Lend Lease helped conduct recovery efforts for months following the attacks, and oversaw the site cleanup operation, so has been closely involved in the events of the site, and is honored to help bring closure through the construction of this national landmark.

Designed by Davis Brody Bond, the Museum will display monumental artifacts linked to the events of 9/11, while presenting intimate stories of loss, compassion, reckoning, and recovery that are central to telling the story of the 2001 and 1993 attacks and the aftermath, explains the company. It will communicate key messages that embrace both the specificity and the universal implications of the events of 9/11; document the impact of those events on individual lives, as well as on local, national, and international communities; and explore the continuing significance of these events for the global community.

The Museum, which is located at bedrock of the World Trade Center (WTC) site, is below the memorial plaza and the acre-size reflecting pools that sit within in the original footprints of the twin towers. The Museum and entry pavilion are located on the western edge of the Memorial site. Below grade, the Museum is bound by the Memorial plaza overhead, the Memorial pools, shared support spaces, the central chiller plant, the Port Authority Trans-Hudson (PATH) tracks and terminal, and the slurry wall.

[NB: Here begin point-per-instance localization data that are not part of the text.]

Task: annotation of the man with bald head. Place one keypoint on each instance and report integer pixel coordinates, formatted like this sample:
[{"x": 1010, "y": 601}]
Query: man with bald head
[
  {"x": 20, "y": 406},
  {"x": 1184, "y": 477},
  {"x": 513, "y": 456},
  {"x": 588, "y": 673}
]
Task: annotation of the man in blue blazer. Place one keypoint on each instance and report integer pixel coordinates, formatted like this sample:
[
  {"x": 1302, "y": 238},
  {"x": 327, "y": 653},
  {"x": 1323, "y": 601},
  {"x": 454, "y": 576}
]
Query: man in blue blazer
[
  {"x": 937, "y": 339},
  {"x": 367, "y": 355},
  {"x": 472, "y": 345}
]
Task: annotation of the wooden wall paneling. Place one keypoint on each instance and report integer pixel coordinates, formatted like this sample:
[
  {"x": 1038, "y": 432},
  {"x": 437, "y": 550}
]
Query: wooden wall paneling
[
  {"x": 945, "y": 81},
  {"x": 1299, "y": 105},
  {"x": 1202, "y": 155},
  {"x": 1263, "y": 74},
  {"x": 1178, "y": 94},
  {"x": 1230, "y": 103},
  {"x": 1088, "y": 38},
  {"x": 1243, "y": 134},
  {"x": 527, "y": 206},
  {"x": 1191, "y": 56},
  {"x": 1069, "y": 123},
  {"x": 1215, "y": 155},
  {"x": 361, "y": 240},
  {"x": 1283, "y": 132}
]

Visitors will enter the Museum through the entry pavilion, which houses an auditorium and a private room for victims’ families. The lowest level at bedrock features the original west slurry wall, which is supported by a counter fort system and the remaining west slurry wall with a concrete reinforced liner. The original tower footprints are defined by the preserved original box column remnants, which are visible and accessible to visitors that ring the core exhibition spaces.

To reduce the impact on the local environment, while staying in compliance with the WTC Sustainable Design Guidelines and Lower Manhattan Environmental Performance Commitments, Lend Lease implemented a robust and sustainable program focused on reducing water usage and carbon emissions, and optimizing the quality of the indoor environment during construction.

“As the world turns its attention to the National September 11 Memorial Museum, we at Lend Lease take great pride in the monumental accomplishment of completing this nationally significant project,” said Bob McNamara, CEO of Lend Lease Americas. “We are thankful to our project team, who overcame many challenges to complete this project. The remarkable talents and unwavering dedication of these men and women of Lend Lease have created a place of remembrance of the nearly 3,000 victims, and all those who risked their lives to save others. It further recognizes the thousands who survived and all who demonstrated extraordinary compassion after the events of that tragic day,” said McNamara.